Road deaths in Cambodia have almost doubled in the last three years, and it is feared

the problem could soon become an epidemic if no remedial action is taken.

The accident figures, released by the National Police in January, showed that from

the 3,760 reported accidents on Cambodia's roads in 2003, 824 people were killed,

and 6,329 were injured.

Traffic injuries are increasing every year by nearly 30 percent and Ung Chun Hour,

Deputy Director-General of Transport and director of the Land Transport Department

said last year's increase was of particular concern. He described the situation as

"an alarming emergency".

Cambodia now has the highest rate of road and traffic injury of all the ASEAN nations.
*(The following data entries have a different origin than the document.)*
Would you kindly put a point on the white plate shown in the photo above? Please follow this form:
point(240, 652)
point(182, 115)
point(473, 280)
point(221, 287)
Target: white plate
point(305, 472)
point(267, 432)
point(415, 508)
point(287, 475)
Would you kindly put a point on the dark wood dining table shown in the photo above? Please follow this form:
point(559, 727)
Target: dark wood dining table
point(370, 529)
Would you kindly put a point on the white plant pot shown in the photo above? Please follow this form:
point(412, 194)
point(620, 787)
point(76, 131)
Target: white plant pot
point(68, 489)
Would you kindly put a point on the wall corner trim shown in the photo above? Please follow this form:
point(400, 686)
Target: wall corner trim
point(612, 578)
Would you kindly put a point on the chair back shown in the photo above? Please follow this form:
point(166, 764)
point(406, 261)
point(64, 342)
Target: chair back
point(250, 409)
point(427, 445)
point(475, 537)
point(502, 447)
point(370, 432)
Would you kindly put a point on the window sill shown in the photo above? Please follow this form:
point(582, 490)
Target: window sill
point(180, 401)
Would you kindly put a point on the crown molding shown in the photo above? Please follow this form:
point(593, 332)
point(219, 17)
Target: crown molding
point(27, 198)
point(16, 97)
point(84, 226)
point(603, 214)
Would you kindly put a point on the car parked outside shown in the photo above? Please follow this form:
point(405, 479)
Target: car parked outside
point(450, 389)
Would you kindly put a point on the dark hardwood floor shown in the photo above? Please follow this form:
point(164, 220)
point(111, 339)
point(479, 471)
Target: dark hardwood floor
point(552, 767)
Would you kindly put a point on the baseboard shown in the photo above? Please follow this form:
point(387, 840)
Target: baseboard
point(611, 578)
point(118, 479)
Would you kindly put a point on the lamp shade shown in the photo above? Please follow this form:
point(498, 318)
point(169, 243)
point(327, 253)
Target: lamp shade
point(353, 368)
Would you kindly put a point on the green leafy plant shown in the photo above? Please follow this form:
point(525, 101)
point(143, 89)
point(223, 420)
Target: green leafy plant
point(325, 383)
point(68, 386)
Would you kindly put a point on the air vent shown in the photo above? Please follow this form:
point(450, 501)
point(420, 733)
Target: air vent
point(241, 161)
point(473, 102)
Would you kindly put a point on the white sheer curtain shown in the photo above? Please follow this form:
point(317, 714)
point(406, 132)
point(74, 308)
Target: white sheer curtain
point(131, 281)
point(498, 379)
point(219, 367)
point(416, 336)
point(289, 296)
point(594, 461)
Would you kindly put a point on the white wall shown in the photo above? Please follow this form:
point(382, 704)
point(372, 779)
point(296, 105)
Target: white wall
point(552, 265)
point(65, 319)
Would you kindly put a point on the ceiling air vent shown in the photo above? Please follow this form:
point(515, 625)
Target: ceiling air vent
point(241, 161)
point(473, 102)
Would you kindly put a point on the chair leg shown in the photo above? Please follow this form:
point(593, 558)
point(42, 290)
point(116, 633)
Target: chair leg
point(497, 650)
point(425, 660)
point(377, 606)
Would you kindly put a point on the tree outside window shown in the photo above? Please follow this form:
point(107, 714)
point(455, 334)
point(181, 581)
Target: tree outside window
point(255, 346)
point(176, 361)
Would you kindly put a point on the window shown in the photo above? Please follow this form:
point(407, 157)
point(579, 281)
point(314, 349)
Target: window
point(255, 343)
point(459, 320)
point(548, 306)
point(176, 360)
(Traffic fatality rates reported in 2002 were: Cambodia 12.08, Vietnam 10.77, Malaysia

5.72, Thailand 5.57, Singapore 2.9, Brunei 1.9. The range for developed countries

was 1.5 to 1.9.)

The problem is becoming an increasing burden on Cambodia's economy. An Asian Development

Bank consultant recently estimated the cost of road traffic accidents to be $66 million

per year and equal to 1.8 percent of the country's GDP.

It is widely acknowledged that statistical data is unreliable and official accident

statistics are under-reported. "The number of road accidents is actually much

more. In some remote provinces people cannot send us road accident data," Chung

Hour said.

Analysts point to recent economic stability to explain the continuing increase. Development

is improving infrastructure, increasing disposable income and causing urban drift.

All these factors translate to more vehicles on the roads and more accidents. The

rapid increase in motorbikes and three-wheeled vehicles is considered a major contributor

to accidents in Southeast Asia. These constitute 75 percent of Cambodia's vehicles.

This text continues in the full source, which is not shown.